Minister f Environment Murat Kurum speaking at COP26 in Glasgow on Turkey meeting the 2053 net zero target
1⃣ Cumhurbaşkanımız Sayın @RTErdogan‘ın 2053 yılı için ortaya koyduğu net sıfır emisyon ve yeşil kalkınma hedefimiz doğrultusunda iklim değişikliğiyle mücadelemizdeki kararlılığımızla, BM İklim Değişikliği #COP26 toplantıları için Glasgow’dayız. pic.twitter.com/tyHWK58PJv
— Murat KURUM (@murat_kurum) November 1, 2021
Speaking from Glasgow, Şahin acknowledged the importance of 2053 net zero target and ratification of the Paris Agreement, and urged Turkey to reposition itself more significantly at COP26:
“Turkey shouldn’t be associated with the likes of Russia, but it should show it belongs to the High Ambition Coalition (HAC). Turkey can join HAC, there is no obstacle. It would put us among the positive countries in the climate struggle. Turkey should reposition itself in a more progressive way.”
Şahin continued by reporting on the good work the Turkey delegation was doing in Glasgow:
“There was a discussion on the common time frames yesterday [Monday, 1 November] and Turkey was among the countries opting for five years, not ten. This is very positive. Because ten year would mean muddling around”.
The time frames are periods of implementation for countries in communicating their national climate plans highlighting climate actions (NDCs).
BBC’s anti-Turkish bias
The BBC’s coverage of Turkey’s climate change commitments and its false claims about its pollution record and the country’s absence at COP26 will strengthen the view among many British Turks that there is strong anti-Turkish bias in the newsroom of the British state broadcaster.
British Turkish Cypriots regularly voice their irritation at the BBC’s whitewashing of Cyprus history, where the conflict is erroneously presented as starting in 1974 when in fact it started in December 1963. The BBC narrative effectively wipes out a decade of attempted genocide against Turkish Cypriots and the need for Guarantor Turkey’s vital intervention, which the BBC labels an “invasion”, maximising the negative impression of Turkey’s role.
In one news report in January 2019, challenged by T-VINE at the time, the BBC referred to Turkish Cypriot police officers serving in Cyprus in the mid to late 1950s as “thugs”. The reference was subsequently deleted and the BBC apologised for using the offensive term.
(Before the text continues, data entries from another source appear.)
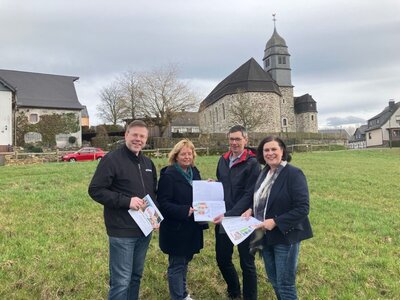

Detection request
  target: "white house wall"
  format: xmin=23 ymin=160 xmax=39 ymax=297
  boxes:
xmin=0 ymin=91 xmax=13 ymax=146
xmin=19 ymin=108 xmax=82 ymax=148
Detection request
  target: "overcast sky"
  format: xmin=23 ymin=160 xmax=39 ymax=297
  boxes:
xmin=0 ymin=0 xmax=400 ymax=128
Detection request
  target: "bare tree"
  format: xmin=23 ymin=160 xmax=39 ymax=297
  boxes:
xmin=117 ymin=71 xmax=142 ymax=120
xmin=141 ymin=65 xmax=198 ymax=136
xmin=96 ymin=82 xmax=125 ymax=125
xmin=229 ymin=90 xmax=265 ymax=131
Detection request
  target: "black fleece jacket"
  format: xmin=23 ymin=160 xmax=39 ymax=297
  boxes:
xmin=217 ymin=149 xmax=261 ymax=217
xmin=88 ymin=145 xmax=157 ymax=237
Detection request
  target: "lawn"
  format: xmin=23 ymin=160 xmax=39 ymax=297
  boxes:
xmin=0 ymin=149 xmax=400 ymax=300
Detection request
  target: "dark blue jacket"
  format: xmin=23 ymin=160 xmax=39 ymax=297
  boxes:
xmin=88 ymin=145 xmax=157 ymax=237
xmin=157 ymin=166 xmax=208 ymax=256
xmin=255 ymin=164 xmax=313 ymax=245
xmin=217 ymin=149 xmax=261 ymax=216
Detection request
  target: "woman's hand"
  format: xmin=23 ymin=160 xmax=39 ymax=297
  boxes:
xmin=256 ymin=219 xmax=276 ymax=231
xmin=241 ymin=208 xmax=253 ymax=220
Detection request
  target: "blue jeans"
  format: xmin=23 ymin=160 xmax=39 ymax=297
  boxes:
xmin=168 ymin=255 xmax=193 ymax=300
xmin=215 ymin=225 xmax=257 ymax=300
xmin=108 ymin=234 xmax=151 ymax=300
xmin=262 ymin=242 xmax=300 ymax=300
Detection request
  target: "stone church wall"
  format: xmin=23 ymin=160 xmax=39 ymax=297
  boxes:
xmin=199 ymin=92 xmax=281 ymax=133
xmin=296 ymin=112 xmax=318 ymax=132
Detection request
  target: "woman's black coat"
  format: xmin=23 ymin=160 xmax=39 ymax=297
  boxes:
xmin=157 ymin=166 xmax=208 ymax=256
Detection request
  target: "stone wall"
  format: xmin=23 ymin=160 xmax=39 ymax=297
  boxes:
xmin=199 ymin=92 xmax=282 ymax=133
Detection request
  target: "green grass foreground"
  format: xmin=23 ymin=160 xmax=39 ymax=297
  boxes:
xmin=0 ymin=149 xmax=400 ymax=300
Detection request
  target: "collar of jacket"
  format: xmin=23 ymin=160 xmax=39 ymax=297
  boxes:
xmin=223 ymin=148 xmax=256 ymax=167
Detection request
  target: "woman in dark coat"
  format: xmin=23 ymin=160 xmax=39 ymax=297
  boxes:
xmin=243 ymin=136 xmax=312 ymax=300
xmin=157 ymin=139 xmax=208 ymax=300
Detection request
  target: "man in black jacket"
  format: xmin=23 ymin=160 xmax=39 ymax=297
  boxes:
xmin=89 ymin=120 xmax=157 ymax=299
xmin=214 ymin=125 xmax=260 ymax=300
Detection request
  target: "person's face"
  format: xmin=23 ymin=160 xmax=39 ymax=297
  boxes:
xmin=125 ymin=126 xmax=148 ymax=154
xmin=263 ymin=141 xmax=283 ymax=169
xmin=228 ymin=131 xmax=247 ymax=156
xmin=176 ymin=146 xmax=193 ymax=170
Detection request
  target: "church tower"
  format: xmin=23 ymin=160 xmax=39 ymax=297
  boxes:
xmin=263 ymin=14 xmax=296 ymax=132
xmin=263 ymin=14 xmax=292 ymax=87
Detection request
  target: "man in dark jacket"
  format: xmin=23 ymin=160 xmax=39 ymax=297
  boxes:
xmin=89 ymin=120 xmax=157 ymax=299
xmin=214 ymin=125 xmax=260 ymax=300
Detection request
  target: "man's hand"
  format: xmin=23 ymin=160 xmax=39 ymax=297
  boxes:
xmin=213 ymin=214 xmax=224 ymax=224
xmin=241 ymin=208 xmax=253 ymax=220
xmin=188 ymin=207 xmax=194 ymax=217
xmin=256 ymin=219 xmax=276 ymax=230
xmin=129 ymin=197 xmax=145 ymax=210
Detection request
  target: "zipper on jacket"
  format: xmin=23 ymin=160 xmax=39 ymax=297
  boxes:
xmin=138 ymin=163 xmax=147 ymax=197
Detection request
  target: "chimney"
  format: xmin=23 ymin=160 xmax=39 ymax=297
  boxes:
xmin=389 ymin=100 xmax=394 ymax=111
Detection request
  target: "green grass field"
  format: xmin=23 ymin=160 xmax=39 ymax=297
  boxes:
xmin=0 ymin=149 xmax=400 ymax=300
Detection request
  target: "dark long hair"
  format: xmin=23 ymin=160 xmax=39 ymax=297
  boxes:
xmin=257 ymin=135 xmax=292 ymax=165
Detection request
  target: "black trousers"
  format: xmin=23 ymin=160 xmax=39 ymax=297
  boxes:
xmin=215 ymin=225 xmax=257 ymax=300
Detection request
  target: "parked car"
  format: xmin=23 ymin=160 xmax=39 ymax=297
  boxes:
xmin=61 ymin=147 xmax=106 ymax=162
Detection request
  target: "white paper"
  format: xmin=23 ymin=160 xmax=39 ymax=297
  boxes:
xmin=193 ymin=180 xmax=226 ymax=222
xmin=128 ymin=195 xmax=164 ymax=236
xmin=221 ymin=217 xmax=262 ymax=245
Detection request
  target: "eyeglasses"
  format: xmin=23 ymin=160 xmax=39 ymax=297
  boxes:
xmin=229 ymin=138 xmax=242 ymax=142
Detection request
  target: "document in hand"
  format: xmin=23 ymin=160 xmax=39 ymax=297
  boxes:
xmin=193 ymin=180 xmax=226 ymax=222
xmin=128 ymin=195 xmax=164 ymax=236
xmin=222 ymin=217 xmax=261 ymax=245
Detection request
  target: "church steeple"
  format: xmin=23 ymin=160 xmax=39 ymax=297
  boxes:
xmin=263 ymin=14 xmax=292 ymax=86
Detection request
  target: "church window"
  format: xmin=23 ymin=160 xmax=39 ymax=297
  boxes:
xmin=29 ymin=114 xmax=39 ymax=123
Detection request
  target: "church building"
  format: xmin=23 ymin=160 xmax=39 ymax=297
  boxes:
xmin=199 ymin=19 xmax=318 ymax=133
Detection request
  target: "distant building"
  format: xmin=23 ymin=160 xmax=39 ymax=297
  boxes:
xmin=0 ymin=70 xmax=82 ymax=148
xmin=199 ymin=19 xmax=318 ymax=133
xmin=365 ymin=101 xmax=400 ymax=147
xmin=169 ymin=111 xmax=200 ymax=133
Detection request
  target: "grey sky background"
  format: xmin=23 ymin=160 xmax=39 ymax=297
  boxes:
xmin=0 ymin=0 xmax=400 ymax=128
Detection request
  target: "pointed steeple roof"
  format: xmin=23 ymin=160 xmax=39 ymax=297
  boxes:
xmin=265 ymin=27 xmax=287 ymax=49
xmin=200 ymin=58 xmax=281 ymax=111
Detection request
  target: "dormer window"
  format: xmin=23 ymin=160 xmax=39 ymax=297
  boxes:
xmin=29 ymin=114 xmax=39 ymax=123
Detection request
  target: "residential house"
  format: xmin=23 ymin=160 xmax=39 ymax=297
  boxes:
xmin=0 ymin=69 xmax=82 ymax=148
xmin=365 ymin=100 xmax=400 ymax=147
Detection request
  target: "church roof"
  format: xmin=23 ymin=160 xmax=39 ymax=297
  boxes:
xmin=0 ymin=69 xmax=82 ymax=110
xmin=200 ymin=58 xmax=281 ymax=111
xmin=366 ymin=101 xmax=400 ymax=131
xmin=265 ymin=28 xmax=287 ymax=49
xmin=294 ymin=94 xmax=317 ymax=114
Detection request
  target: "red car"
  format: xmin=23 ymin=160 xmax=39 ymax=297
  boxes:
xmin=61 ymin=147 xmax=106 ymax=162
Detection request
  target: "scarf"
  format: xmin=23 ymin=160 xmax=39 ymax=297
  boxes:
xmin=253 ymin=161 xmax=287 ymax=221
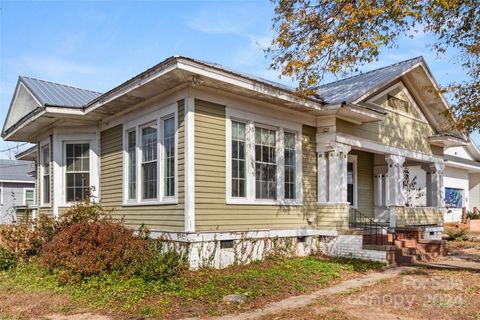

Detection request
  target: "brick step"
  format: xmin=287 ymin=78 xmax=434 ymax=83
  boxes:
xmin=395 ymin=239 xmax=418 ymax=248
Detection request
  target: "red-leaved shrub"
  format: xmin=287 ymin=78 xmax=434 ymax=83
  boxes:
xmin=41 ymin=220 xmax=149 ymax=277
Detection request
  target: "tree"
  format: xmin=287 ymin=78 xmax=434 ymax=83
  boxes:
xmin=266 ymin=0 xmax=480 ymax=133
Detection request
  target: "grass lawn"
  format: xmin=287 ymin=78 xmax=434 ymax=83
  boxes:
xmin=0 ymin=256 xmax=383 ymax=319
xmin=260 ymin=269 xmax=480 ymax=320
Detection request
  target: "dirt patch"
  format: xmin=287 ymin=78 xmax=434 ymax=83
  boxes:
xmin=261 ymin=269 xmax=480 ymax=320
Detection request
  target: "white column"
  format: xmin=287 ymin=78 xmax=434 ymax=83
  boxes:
xmin=184 ymin=97 xmax=195 ymax=232
xmin=427 ymin=162 xmax=445 ymax=208
xmin=317 ymin=152 xmax=328 ymax=202
xmin=385 ymin=155 xmax=405 ymax=207
xmin=318 ymin=143 xmax=351 ymax=203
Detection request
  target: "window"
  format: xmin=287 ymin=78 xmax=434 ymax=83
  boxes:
xmin=255 ymin=127 xmax=277 ymax=200
xmin=142 ymin=122 xmax=158 ymax=200
xmin=163 ymin=117 xmax=175 ymax=197
xmin=65 ymin=143 xmax=90 ymax=202
xmin=127 ymin=130 xmax=137 ymax=200
xmin=232 ymin=121 xmax=246 ymax=198
xmin=445 ymin=188 xmax=463 ymax=209
xmin=226 ymin=111 xmax=303 ymax=205
xmin=41 ymin=145 xmax=50 ymax=204
xmin=24 ymin=189 xmax=35 ymax=206
xmin=284 ymin=132 xmax=297 ymax=199
xmin=123 ymin=104 xmax=178 ymax=206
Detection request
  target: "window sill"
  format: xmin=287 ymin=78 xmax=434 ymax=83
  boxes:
xmin=122 ymin=199 xmax=178 ymax=207
xmin=226 ymin=199 xmax=303 ymax=206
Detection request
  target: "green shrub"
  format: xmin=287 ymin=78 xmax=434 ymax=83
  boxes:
xmin=447 ymin=228 xmax=468 ymax=241
xmin=136 ymin=247 xmax=186 ymax=282
xmin=0 ymin=247 xmax=17 ymax=271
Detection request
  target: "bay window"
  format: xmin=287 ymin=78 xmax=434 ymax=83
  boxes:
xmin=226 ymin=108 xmax=302 ymax=205
xmin=65 ymin=143 xmax=90 ymax=202
xmin=124 ymin=105 xmax=178 ymax=205
xmin=142 ymin=122 xmax=158 ymax=200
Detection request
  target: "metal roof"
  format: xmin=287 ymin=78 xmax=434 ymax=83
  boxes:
xmin=318 ymin=57 xmax=424 ymax=104
xmin=0 ymin=159 xmax=35 ymax=182
xmin=20 ymin=76 xmax=101 ymax=108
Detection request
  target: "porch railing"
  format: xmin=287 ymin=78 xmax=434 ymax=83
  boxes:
xmin=348 ymin=208 xmax=395 ymax=245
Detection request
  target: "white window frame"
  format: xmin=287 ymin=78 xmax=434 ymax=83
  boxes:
xmin=38 ymin=137 xmax=53 ymax=207
xmin=225 ymin=106 xmax=303 ymax=205
xmin=62 ymin=140 xmax=95 ymax=205
xmin=122 ymin=103 xmax=179 ymax=206
xmin=23 ymin=188 xmax=36 ymax=206
xmin=347 ymin=154 xmax=358 ymax=209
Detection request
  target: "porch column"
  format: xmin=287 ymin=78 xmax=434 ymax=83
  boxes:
xmin=426 ymin=162 xmax=445 ymax=208
xmin=385 ymin=155 xmax=405 ymax=207
xmin=318 ymin=143 xmax=351 ymax=203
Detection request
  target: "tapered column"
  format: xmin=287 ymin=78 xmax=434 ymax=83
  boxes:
xmin=318 ymin=143 xmax=351 ymax=203
xmin=385 ymin=155 xmax=405 ymax=207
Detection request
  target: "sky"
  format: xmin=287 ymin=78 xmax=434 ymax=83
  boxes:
xmin=0 ymin=0 xmax=479 ymax=158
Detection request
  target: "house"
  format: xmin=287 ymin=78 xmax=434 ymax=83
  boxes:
xmin=0 ymin=159 xmax=35 ymax=224
xmin=410 ymin=140 xmax=480 ymax=223
xmin=2 ymin=56 xmax=468 ymax=267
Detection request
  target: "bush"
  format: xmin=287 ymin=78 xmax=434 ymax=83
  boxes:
xmin=447 ymin=228 xmax=468 ymax=241
xmin=136 ymin=247 xmax=186 ymax=282
xmin=0 ymin=247 xmax=17 ymax=271
xmin=41 ymin=220 xmax=148 ymax=278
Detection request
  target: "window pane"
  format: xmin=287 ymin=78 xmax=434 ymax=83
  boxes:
xmin=231 ymin=121 xmax=246 ymax=198
xmin=163 ymin=117 xmax=175 ymax=197
xmin=142 ymin=123 xmax=157 ymax=162
xmin=142 ymin=162 xmax=157 ymax=199
xmin=255 ymin=128 xmax=277 ymax=199
xmin=127 ymin=131 xmax=137 ymax=200
xmin=65 ymin=143 xmax=90 ymax=202
xmin=284 ymin=132 xmax=297 ymax=199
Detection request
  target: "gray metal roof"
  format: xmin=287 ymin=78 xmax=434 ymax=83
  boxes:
xmin=0 ymin=159 xmax=35 ymax=182
xmin=20 ymin=76 xmax=101 ymax=108
xmin=318 ymin=57 xmax=424 ymax=104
Twenty six Turkish Cypriot police officers were among the hundreds of people murdered by Greek Cypriot terror group EOKA between 1956 and 1959 – the period known as the Cyprus Emergency.
The BBC’s anti-Turkish bias is witnessed in coverage about more recent conflicts too, particularly on Turkey’s long-running battle with terror group the PKK both inside its borders and also in northern Iraq and northern Syria. BBC editorial often creates the impression that the Turkish government is waging a war against all Kurds, when in fact it is aimed at eliminating terrorism.
In October 2019, for example, a sensationalist BBC headline first claimed “Turkey’s Erdogan vows to ‘crush heads’ of Kurds”, deliberately misquoting the Turkish President. The headline then said “Turkey’s Erdogan vows to ‘crush heads’ of Kurdish fighters”.
What the Turkish President had said in a televised rally in Kayseri was: “We will start where we left off and continue to crush the terrorists’ heads”. There was no reference to Kurds.